#
IntroductionDeveloping high quality software inevitably requires some testing data.
You could be:
- Integration testing your application for correctness and regressions
- Testing the bounds of your application in your QA process
- Testing the performance of queries as the size of your dataset increases
Either way, the software development lifecycle requires testing data as an integral part of developer workflow. In this article, we'll be exploring 3 different methods for generating test data for a Postgres database.
#
SetupIn this example we'll be using Docker to host our Postgres database.
To get started you'll need to install docker and start our container running Postgres:
% docker run -p 5432:5432 -d -e POSTGRES_PASSWORD=1234 -e POSTGRES_USER=postgres -e POSTGRES_DB=dev postgres
As you can see, we've set very insecure default credentials. This is not meant to be a robust / productionised instance, but it'll do for our testing harness.
#
Our SchemaIn this example we'll setup a very simple schema. We're creating a basic app where we have a bunch of companies, and those companies have contacts.
CREATE TABLE companies( company_id SERIAL PRIMARY KEY, company_name VARCHAR(255) NOT NULL);
CREATE TABLE contacts( contact_id SERIAL PRIMARY KEY, company_id INT, contact_name VARCHAR(255) NOT NULL, phone VARCHAR(25), email VARCHAR(100), CONSTRAINT fk_company FOREIGN KEY(company_id) REFERENCES companies(company_id));
This schema captures some business logic of our app. We have unique primary keys, we have foreign key constraints, and we have some domain-specific data types which have 'semantic meaning'. For example, the random string _SX Æ A-ii
is not a valid phone number.
Let's get started.
#
Manual InsertionThe first thing you can do which works well when you're starting your project is to literally manually insert all the data you need. This involves just manually writing a SQL script with a bunch of INSERT
statements. The only thing to really think about is the insertion order so that you don't violate foreign key constraints.
INSERT INTO companies(company_name)VALUES('BlueBird Inc'), ('Dolphin LLC'); INSERT INTO contacts(company_id, contact_name, phone, email)VALUES(1,'John Doe','(408)-111-1234','john.doe@bluebird.dev'), (1,'Jane Doe','(408)-111-1235','jane.doe@bluebird.dev'), (2,'David Wright','(408)-222-1234','david.wright@dolphin.dev');
So here we're inserting directly into our database. This method is straight forward but does not scale when you need more data or the complexity of your schema increases. Also, testing for edge cases requires your hard-coding edge cases in the inserted data - resulting in a linear amount of work for the bugs you want to catch.
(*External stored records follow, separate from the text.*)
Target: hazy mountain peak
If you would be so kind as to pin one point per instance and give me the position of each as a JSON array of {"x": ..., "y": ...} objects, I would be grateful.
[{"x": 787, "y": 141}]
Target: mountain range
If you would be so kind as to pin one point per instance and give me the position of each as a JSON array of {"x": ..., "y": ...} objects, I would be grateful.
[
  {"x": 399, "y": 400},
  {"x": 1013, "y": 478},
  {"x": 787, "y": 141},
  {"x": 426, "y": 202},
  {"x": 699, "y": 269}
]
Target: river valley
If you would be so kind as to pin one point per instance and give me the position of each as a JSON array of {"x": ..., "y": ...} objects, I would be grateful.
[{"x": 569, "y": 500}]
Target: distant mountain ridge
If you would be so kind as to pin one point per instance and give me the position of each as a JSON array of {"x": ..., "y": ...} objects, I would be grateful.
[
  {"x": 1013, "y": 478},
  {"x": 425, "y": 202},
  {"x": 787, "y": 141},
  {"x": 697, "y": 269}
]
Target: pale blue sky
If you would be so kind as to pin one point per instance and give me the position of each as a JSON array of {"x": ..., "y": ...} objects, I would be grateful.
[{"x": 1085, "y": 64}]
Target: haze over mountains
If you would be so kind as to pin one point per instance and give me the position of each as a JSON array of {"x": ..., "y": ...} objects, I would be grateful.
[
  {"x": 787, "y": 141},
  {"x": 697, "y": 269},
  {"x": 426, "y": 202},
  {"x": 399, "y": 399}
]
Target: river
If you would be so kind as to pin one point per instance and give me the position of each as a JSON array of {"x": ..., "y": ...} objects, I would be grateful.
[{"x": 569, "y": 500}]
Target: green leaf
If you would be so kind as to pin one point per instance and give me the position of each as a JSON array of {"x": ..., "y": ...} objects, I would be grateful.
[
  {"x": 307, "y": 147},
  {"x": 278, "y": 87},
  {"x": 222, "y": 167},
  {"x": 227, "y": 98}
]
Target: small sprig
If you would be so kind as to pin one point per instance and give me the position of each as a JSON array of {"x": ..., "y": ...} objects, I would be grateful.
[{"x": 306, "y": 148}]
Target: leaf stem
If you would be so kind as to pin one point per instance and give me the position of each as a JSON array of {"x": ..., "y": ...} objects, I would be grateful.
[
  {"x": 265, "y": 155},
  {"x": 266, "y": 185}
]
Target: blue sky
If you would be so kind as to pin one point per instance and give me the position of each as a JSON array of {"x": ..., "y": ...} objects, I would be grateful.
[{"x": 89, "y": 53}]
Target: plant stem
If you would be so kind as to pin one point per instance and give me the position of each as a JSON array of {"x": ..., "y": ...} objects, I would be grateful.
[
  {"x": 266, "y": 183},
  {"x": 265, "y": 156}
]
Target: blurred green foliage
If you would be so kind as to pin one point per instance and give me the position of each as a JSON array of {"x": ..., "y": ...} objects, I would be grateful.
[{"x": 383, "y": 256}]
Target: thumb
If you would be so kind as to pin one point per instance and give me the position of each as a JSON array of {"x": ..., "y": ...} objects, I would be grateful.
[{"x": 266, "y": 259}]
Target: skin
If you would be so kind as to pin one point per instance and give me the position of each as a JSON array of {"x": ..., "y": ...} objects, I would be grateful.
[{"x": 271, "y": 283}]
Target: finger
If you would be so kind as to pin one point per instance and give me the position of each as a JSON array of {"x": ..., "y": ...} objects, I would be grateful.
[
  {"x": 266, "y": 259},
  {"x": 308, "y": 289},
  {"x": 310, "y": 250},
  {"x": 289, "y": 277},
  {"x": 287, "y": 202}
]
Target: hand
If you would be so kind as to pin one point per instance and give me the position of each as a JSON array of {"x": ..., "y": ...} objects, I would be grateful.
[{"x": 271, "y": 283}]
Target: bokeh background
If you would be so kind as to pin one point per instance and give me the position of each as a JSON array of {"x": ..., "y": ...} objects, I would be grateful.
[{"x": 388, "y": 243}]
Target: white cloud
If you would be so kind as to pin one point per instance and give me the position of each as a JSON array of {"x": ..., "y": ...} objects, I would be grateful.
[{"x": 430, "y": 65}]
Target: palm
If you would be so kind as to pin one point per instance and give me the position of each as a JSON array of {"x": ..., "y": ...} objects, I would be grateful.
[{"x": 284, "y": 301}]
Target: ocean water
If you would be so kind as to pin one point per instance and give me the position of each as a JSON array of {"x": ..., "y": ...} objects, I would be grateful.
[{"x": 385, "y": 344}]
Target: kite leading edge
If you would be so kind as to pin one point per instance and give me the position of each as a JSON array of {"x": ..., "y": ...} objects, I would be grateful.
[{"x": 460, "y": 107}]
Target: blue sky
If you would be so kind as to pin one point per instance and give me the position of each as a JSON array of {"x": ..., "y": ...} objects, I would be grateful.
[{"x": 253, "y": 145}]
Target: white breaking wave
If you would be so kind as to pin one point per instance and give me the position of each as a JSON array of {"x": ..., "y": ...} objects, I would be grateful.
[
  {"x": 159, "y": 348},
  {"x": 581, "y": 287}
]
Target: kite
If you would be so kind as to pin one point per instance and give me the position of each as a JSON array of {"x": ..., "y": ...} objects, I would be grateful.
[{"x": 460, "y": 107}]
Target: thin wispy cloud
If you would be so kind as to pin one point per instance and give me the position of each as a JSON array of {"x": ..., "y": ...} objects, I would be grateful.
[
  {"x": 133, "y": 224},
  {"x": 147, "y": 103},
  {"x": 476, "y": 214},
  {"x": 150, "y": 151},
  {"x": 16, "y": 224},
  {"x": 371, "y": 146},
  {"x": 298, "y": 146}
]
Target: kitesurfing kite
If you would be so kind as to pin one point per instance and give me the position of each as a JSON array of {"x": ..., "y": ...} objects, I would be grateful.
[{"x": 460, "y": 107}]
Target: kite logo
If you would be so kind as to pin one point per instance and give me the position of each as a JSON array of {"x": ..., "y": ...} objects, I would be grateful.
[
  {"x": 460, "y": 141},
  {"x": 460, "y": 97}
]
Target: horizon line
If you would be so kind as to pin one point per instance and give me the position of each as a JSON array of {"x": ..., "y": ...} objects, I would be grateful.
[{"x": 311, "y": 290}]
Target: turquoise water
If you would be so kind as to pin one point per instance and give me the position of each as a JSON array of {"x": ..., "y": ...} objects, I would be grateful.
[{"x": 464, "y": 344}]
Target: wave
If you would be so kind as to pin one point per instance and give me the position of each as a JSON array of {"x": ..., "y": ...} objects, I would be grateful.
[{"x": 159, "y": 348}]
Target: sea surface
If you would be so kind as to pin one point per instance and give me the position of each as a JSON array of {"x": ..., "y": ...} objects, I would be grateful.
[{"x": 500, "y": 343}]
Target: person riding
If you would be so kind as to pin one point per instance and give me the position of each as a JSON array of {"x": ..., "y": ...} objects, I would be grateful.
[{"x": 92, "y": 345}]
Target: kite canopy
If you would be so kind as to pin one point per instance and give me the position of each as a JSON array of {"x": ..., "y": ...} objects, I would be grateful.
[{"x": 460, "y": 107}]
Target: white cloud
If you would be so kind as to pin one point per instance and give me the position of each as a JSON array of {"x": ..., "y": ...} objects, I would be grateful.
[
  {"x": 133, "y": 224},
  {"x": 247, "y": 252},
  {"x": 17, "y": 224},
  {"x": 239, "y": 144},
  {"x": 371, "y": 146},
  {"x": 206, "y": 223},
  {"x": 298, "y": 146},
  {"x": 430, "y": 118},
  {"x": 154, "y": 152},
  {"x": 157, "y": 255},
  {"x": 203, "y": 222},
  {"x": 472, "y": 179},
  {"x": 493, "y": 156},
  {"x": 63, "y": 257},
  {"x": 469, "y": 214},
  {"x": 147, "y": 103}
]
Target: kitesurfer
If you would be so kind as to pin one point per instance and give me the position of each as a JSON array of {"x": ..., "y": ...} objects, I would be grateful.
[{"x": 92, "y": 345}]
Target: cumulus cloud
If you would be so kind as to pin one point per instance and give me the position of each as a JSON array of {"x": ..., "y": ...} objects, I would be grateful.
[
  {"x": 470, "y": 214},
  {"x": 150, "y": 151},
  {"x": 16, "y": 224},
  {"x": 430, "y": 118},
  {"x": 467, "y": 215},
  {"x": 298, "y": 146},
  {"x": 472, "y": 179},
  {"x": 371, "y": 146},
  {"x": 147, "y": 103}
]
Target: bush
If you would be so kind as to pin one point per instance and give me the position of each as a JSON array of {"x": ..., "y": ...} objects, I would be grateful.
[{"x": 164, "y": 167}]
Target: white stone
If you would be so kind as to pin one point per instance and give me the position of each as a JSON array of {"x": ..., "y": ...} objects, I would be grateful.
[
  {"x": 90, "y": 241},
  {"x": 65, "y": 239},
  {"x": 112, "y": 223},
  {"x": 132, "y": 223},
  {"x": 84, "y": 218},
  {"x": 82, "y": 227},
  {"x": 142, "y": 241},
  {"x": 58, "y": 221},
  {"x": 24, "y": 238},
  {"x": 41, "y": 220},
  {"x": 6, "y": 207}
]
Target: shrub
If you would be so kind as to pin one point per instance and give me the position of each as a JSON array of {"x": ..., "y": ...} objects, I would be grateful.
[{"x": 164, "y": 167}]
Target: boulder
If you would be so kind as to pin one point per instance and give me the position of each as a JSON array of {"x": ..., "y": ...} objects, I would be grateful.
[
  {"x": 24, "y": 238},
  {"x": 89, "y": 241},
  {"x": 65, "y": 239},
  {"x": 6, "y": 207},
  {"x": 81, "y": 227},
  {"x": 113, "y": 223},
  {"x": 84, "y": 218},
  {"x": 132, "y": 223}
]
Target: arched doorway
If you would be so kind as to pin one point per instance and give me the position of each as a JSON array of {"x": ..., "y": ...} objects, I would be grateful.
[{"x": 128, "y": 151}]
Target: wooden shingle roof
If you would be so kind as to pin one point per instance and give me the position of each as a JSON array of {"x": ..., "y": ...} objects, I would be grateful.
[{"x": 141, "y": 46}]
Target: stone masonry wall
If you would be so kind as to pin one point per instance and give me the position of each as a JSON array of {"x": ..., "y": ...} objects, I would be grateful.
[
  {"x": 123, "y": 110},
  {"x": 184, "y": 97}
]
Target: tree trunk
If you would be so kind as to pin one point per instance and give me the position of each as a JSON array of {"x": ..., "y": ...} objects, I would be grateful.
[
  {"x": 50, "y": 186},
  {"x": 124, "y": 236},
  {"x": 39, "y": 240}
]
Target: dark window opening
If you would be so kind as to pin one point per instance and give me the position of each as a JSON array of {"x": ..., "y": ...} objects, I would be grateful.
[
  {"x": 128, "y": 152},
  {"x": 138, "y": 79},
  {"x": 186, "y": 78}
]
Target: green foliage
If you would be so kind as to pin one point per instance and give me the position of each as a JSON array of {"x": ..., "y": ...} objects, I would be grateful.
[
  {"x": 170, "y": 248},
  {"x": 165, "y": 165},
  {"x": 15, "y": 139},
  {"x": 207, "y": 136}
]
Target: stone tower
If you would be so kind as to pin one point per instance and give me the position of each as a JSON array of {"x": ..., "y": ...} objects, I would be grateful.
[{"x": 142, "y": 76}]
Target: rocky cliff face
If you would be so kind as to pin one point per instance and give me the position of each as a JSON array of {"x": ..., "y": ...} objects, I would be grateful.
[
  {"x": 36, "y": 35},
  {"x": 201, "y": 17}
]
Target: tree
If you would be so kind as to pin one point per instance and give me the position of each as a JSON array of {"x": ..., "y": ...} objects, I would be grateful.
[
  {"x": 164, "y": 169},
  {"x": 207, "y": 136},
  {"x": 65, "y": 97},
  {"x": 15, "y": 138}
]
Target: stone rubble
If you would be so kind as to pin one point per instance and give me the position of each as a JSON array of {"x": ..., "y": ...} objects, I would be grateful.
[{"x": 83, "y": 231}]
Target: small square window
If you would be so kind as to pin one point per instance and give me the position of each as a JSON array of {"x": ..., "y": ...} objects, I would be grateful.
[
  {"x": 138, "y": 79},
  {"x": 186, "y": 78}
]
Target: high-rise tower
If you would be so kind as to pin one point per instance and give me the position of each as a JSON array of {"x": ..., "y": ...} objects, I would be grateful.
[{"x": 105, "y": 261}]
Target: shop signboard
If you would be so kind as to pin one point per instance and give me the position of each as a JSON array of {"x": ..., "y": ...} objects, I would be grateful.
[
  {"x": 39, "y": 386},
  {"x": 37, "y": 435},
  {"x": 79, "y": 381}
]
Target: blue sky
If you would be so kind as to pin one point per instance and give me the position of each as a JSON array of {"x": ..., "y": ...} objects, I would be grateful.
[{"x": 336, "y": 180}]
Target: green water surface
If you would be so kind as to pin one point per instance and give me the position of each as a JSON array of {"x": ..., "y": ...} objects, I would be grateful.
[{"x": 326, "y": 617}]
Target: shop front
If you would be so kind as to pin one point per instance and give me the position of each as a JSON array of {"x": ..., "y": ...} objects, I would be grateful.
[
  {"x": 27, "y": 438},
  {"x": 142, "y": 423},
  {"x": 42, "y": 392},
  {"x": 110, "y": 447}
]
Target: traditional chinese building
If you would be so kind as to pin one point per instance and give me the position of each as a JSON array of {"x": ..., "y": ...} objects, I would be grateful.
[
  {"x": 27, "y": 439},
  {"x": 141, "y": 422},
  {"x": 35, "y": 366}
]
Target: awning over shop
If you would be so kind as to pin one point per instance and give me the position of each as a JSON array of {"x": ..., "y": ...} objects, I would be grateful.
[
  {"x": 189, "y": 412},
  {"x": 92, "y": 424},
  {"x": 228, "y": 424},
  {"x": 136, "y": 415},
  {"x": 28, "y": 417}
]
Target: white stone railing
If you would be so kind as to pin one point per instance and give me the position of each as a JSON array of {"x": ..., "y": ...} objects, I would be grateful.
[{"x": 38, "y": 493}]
contact_id | company_id | contact_name | phone | |
---|---|---|---|---|
1 | 1 | John Doe | (408)-111-1234 | john.doe@bluebird.dev |
2 | 1 | Jane Doe | (408)-111-1235 | jane.doe@bluebird.dev |
3 | 2 | David Wright | (408)-222-1234 | david.wright@dolphin.dev |
#
Using generate_series to automate the processSince you're a programmer, you don't like manual work. You like things to be seamless and most importantly automated!
Postgres comes with a handy function called generate_series
which, ...drum roll... generates series! We can use this to generate as much data as we want without writing it by hand.
Let's use generate_series
to create 100 companies and 100 contacts
INSERT INTO companies(company_name)SELECT md5(random()::text)FROM generate_series(1,100);
INSERT INTO contacts(company_id, contact_name, phone, email)SELECT id, md5(random()::text), md5(random()::text)::varchar(20), md5(random()::text) FROM generate_series(1,100) id;
contact_id | company_id | contact_name | phone | |
---|---|---|---|---|
1 | 1 | 81cc02c106b7c30d4e2b032c91cdb75a | d056f1eee1dca55db03c | cd0da2eef81aaa02d6ba15ef4551fb9f |
2 | 2 | d2b0112bc9bbec85c5229a4b4f28a350 | 07ba86b1dc24cdadfd24 | 7404f5b502084563f2ac20c29ed0e584 |
3 | 3 | 64005702ecaff9f489e8074d6a718aae | 50db9534b58e0616cd34 | 3ea36293665aa1ac38e7d6371893046a |
4 | 4 | 202e87bc3d0c8c080048b2c0138c709b | 65f6ea317bd0f2c950dc | 8b8d9b92916f4cf77c38308f6ac4391b |
5 | 5 | 8b2fd25d7b95158df5af671cb3255755 | 3e6ddc67aabe7164ce9a | ed32035400a7500203352f3597d2548f |
We generated 100 companies and contacts here, the types are correct, but the output is underwhelming. First of all, every company has exactly 1 contact, and more importantly the actual data looks completely useless.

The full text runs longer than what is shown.